Белая тетрадь (Ролдугина) - страница 222

Он застыл на мгновение, до боли сжимая кулаки. Когда он вновь поднял на меня глаза, в них был арктический холод.

— Ложись на алтарь. Руки вдоль туловища, под углом пятнадцать градусов, ладонями вверх. Хорошо. А теперь терпи.

Тонкое, узкое лезвие ножа впилось в кожу, повторяя прорисованные углем узоры. Это действительно было больно. Холодное железо не просто наносило царапины. Расцветающие на моей коже руны рвали куда более тонкие связи. Невесомые золотые нити. Жизнь — душа — сила.

Я не кричала. Загоняемая внутрь боль словно пробила какой-то барьер, за которым ждала своего часа тьма, подарившая мне имя и титул. Кровь на ладонях стала черной.

Сейчас. Сейчас все закончится. Два быстрых росчерка по запястьям, крест-накрест — по горлу. И спустя несколько томительных, напитанных отчаянием и страданием минут — удар в сердце. Того, последнего ножа, с широким квадратным лезвием.

Сейчас…

— Nieih, Ksie'il! Nieih!

Сияющая темно-алая волна ударила Максимилиану в грудь. Князь, чертыхаясь и мешая эльфийские и шакарские ругательства, отлетел на другой конец поляны, врезавшись спиной в камень с принадлежностями. Следом метнулась смутная тень. Я с трудом повернула голову, тяжелую, словно налитую свинцом.

Тантаэ стоял напротив разъяренного князя, раскинув крылья в защитном жесте. Всегда аккуратные волосы спутанным потоком спускались на спину. Когти на хищно согнутых пальцах отливали светлым металлом.

— Нет, Максимилиан. Я не позволю тебе.

— Ты! Ты желаешь моей смерти! — голос Максимилиана чудовищно исказился. Будто рычал дикий и очень голодный зверь.

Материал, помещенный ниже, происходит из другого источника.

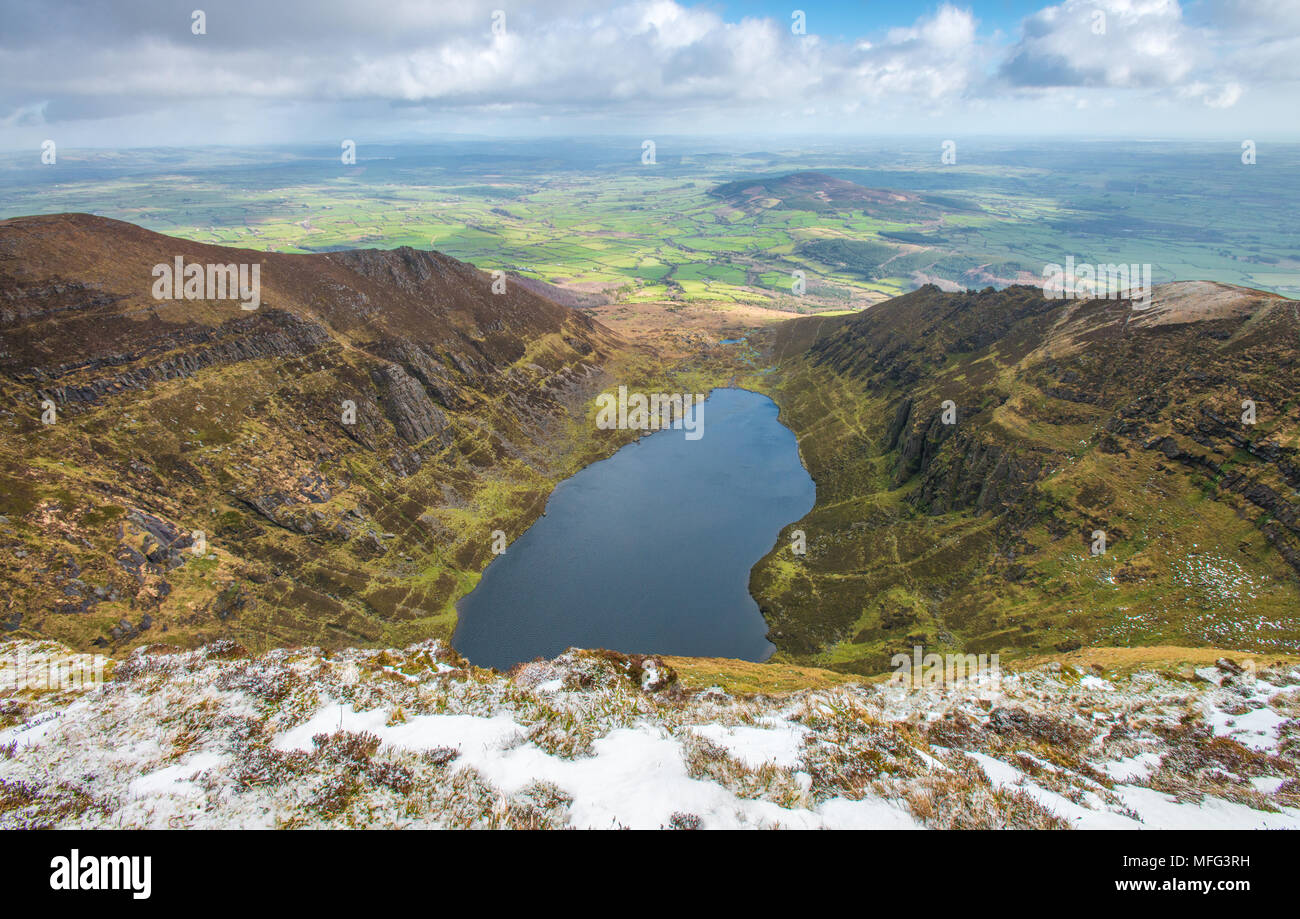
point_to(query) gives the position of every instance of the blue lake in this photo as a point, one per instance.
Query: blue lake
(649, 550)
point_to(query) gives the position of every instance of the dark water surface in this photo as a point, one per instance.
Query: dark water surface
(650, 549)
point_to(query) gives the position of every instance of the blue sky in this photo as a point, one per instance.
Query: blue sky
(302, 70)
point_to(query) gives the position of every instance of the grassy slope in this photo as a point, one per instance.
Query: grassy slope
(897, 560)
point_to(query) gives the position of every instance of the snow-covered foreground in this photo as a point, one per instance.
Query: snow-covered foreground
(415, 737)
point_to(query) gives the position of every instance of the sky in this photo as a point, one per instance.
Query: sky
(282, 72)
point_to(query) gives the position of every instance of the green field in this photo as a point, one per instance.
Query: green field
(592, 217)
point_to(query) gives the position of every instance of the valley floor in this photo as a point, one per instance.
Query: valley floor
(217, 737)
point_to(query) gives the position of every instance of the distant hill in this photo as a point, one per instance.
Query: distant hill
(176, 417)
(820, 193)
(1070, 419)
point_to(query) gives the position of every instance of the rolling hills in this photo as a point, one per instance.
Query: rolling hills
(1071, 419)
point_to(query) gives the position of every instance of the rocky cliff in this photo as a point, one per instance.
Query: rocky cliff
(325, 468)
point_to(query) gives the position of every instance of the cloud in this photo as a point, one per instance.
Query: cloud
(1108, 43)
(324, 66)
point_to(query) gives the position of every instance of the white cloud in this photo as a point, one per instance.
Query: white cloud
(620, 66)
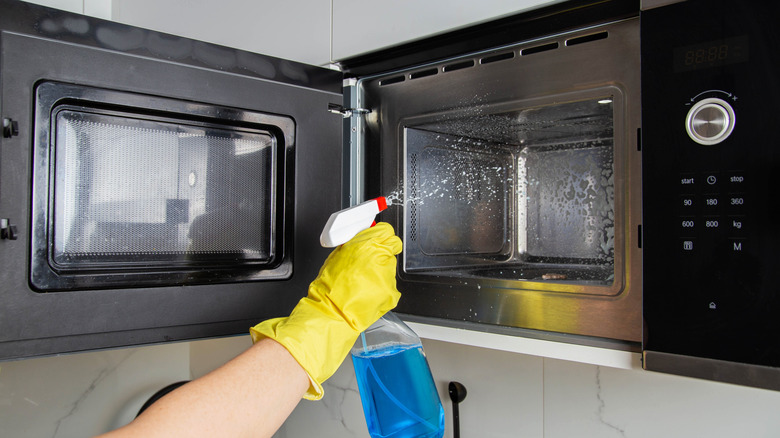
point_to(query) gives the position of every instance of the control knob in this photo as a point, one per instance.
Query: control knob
(710, 121)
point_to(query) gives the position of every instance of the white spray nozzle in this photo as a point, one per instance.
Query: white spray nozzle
(345, 224)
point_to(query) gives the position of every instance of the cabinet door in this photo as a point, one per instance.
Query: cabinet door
(362, 26)
(297, 30)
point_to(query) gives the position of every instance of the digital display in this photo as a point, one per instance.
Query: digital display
(711, 54)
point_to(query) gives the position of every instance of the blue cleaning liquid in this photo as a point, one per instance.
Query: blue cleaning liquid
(398, 394)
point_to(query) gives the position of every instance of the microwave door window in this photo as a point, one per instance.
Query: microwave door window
(131, 192)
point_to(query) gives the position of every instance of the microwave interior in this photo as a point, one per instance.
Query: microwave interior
(515, 184)
(520, 191)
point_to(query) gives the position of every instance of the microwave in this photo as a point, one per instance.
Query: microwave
(154, 188)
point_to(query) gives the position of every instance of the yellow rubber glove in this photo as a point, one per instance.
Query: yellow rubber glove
(355, 287)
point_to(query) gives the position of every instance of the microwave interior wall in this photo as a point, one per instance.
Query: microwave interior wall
(518, 179)
(161, 188)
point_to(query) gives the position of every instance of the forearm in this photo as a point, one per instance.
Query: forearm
(251, 395)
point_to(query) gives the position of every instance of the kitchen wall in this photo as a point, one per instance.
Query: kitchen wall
(510, 394)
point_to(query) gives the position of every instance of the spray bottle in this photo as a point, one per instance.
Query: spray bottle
(396, 386)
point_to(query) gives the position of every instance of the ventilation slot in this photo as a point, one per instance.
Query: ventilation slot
(413, 177)
(458, 66)
(424, 73)
(496, 58)
(393, 80)
(587, 38)
(539, 49)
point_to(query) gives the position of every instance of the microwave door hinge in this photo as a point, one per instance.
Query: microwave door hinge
(347, 112)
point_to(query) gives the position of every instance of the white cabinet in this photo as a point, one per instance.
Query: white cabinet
(95, 8)
(311, 31)
(295, 29)
(361, 26)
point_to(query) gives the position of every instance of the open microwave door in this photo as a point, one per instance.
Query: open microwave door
(154, 188)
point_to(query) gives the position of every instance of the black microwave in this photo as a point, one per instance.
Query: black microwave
(155, 188)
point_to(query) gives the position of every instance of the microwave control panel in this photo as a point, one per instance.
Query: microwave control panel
(709, 166)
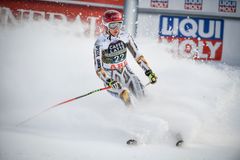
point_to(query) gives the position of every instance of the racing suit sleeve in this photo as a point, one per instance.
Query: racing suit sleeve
(98, 62)
(131, 45)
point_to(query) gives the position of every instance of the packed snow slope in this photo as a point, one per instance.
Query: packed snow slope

Тантаэ вздрогнул, но взгляд его оставался твердым.

— Я хочу, чтобы ты жил. Чтобы ты оставался со мной, навсегда. Бездна, я хочу этого больше всего на свете! — он сорвался на крик. — Но не такой ценой. Не ценой твоей души, Максимилиан.

Северный князь хищно оскалился.

— Все в порядке, Тантаэ, — с трудом прошептала я. Онемевшие губы не желали подчиняться. — Я согласна. Я знала, на что иду.

— Нет, не знала, — упрямо возразил Пепельный князь. — Ты хочешь жить, Максимилиан? Но в каком мире? В раздираемом войной всех против всех, где сильные ведут охоту на слабых, а слабейшие ждут своей очереди, чтобы добить раненых львов? Одумайся, пока не поздно! Если ты убьешь одну из Королев, то договор будет расторгнут. Инквизиция просто передавит нас поодиночке. Если к тому времени ты еще будешь жив.

Максимилиан дышал тяжело и хрипло. Лицо исказила болезненная гримаса.

— Рассуждения, всего лишь рассуждения, — прошипел он. — Если я отступлюсь, то мне уже будет плевать на инквизицию, и на Королев, и на весь мир заодно! Отойди, Тай. Уйди по-хорошему. Ты мне не соперник, даже сейчас.